Re^3: find closest element of array without going over

It's all a matter of perspective. In the OP's query, he had 18 items in his list. Taking your code, changing the $search_for to be $limit/2 to better approximate actual random values, and using an input of 17 (since you seem to add one), I get:

$ perl ./x.pl 17
Done generating list
9 9
           Rate brutal binary
brutal 449367/s     --   -17%
binary 544651/s    21%     --
[download]

So the difference is ~20%. But what are we really talking about here? On my system, that difference is really dropping from a binary search's 2.23 µs to 1.84 µs. A savings of 0.39 µs. Seriously, we're quibbling here? (Binary search should do REALLY well here, too, picking nearly the first item, I think)

In your cases, I see at 100 (101, really, but again, let's not quibble about small details) dropping from 5.4 µs to 4.5 µs, a savings of 0.88 µseconds. At 1000, it's 48.6 µs vs 6.41 µs, or 42.2 µs savings. Much bigger numbers. But, seriously, is it a concern?

At 10,000, it's 461 µs vs 7.75 µs, or a savings of 454 µs. We're still under a thousandth of a second here, folks. Even at 100,000 items in the (pre-)sorted list, we're comparing 5.92 ms vs 10.9 µs. Sure, that's a savings of nearly the whole thing, but that's still only saving 5.91 ms. Really, do we care?
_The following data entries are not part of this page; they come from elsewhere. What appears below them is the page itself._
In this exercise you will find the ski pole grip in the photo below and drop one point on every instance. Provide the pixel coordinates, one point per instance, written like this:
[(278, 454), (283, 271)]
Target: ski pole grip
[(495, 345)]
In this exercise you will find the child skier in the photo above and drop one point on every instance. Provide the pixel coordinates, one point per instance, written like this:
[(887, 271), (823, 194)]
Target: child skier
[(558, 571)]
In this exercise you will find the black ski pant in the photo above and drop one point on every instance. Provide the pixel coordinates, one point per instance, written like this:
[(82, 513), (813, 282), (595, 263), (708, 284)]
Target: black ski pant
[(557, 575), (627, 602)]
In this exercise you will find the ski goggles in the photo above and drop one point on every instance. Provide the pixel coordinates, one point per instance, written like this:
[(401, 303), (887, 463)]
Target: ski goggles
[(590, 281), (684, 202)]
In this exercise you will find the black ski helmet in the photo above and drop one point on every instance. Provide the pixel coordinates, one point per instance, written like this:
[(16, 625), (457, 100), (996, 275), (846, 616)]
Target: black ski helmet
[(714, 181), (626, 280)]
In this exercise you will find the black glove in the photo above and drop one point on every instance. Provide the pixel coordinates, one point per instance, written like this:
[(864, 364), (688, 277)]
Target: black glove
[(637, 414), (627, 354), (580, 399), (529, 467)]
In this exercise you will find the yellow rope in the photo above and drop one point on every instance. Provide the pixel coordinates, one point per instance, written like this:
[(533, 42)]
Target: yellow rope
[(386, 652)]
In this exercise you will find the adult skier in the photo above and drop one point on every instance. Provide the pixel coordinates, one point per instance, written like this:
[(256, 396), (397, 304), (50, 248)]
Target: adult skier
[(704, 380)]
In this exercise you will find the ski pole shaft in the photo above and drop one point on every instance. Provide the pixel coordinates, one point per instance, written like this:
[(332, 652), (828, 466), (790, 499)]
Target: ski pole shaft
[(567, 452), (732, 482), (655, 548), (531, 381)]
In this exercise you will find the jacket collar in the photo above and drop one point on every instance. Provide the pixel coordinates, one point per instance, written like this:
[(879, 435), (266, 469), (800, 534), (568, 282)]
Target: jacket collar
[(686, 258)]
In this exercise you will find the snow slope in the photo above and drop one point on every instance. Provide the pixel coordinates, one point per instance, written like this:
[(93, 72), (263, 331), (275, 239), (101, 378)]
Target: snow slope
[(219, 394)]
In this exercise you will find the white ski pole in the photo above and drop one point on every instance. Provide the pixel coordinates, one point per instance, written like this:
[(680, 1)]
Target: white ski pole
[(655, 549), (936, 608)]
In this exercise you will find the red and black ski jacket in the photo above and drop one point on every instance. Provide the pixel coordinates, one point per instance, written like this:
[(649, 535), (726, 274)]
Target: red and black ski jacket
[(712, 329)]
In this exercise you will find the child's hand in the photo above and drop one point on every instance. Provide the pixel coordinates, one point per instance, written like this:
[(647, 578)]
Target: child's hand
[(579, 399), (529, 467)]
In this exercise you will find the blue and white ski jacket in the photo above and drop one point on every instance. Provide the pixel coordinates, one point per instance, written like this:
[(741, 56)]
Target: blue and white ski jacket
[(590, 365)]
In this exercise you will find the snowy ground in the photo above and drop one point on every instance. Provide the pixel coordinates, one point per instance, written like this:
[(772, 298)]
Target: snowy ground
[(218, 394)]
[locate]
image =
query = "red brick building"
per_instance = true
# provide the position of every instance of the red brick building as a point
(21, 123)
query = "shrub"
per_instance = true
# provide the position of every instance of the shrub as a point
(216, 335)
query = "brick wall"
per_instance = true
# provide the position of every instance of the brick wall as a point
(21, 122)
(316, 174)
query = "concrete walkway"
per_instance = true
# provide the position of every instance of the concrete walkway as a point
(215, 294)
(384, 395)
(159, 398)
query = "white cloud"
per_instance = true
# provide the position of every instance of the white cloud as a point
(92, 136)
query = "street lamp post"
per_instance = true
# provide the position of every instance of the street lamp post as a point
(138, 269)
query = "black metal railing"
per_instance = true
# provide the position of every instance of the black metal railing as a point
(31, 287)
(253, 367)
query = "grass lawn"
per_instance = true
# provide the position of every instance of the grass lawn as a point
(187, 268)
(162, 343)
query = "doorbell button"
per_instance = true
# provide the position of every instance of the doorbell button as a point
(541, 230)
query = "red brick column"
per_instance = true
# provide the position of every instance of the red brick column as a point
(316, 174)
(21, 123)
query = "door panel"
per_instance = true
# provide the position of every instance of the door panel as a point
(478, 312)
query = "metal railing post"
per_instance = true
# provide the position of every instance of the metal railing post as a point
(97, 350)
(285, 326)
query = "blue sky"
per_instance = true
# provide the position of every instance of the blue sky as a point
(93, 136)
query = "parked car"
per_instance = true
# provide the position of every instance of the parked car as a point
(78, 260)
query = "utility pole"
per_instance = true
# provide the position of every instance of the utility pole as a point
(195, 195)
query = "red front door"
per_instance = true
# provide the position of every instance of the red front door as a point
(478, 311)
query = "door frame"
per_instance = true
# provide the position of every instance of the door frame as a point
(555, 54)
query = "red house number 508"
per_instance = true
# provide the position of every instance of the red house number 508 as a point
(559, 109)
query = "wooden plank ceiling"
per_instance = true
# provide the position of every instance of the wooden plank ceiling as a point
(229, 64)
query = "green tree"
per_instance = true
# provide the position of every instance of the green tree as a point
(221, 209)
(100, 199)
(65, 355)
Now, granted, you ran these tests skewed (looking for something 33% in instead of half-way, otherwise binary search wouldn't even have to do anything), but the reality is (and I think starbolin's point is) that doing this search really doesn't take much time. Worrying about this before you've profiled anything is simply premature optimisation, and you'd get bigger bang for your buck (that being programmer's time) if you'd spend it on something else. The reward for all the time spent coding, testing, and fixing a binary search just does not pay for itself, at least not if you're merely running it once, for a small number (i.e., less than a million, it seems).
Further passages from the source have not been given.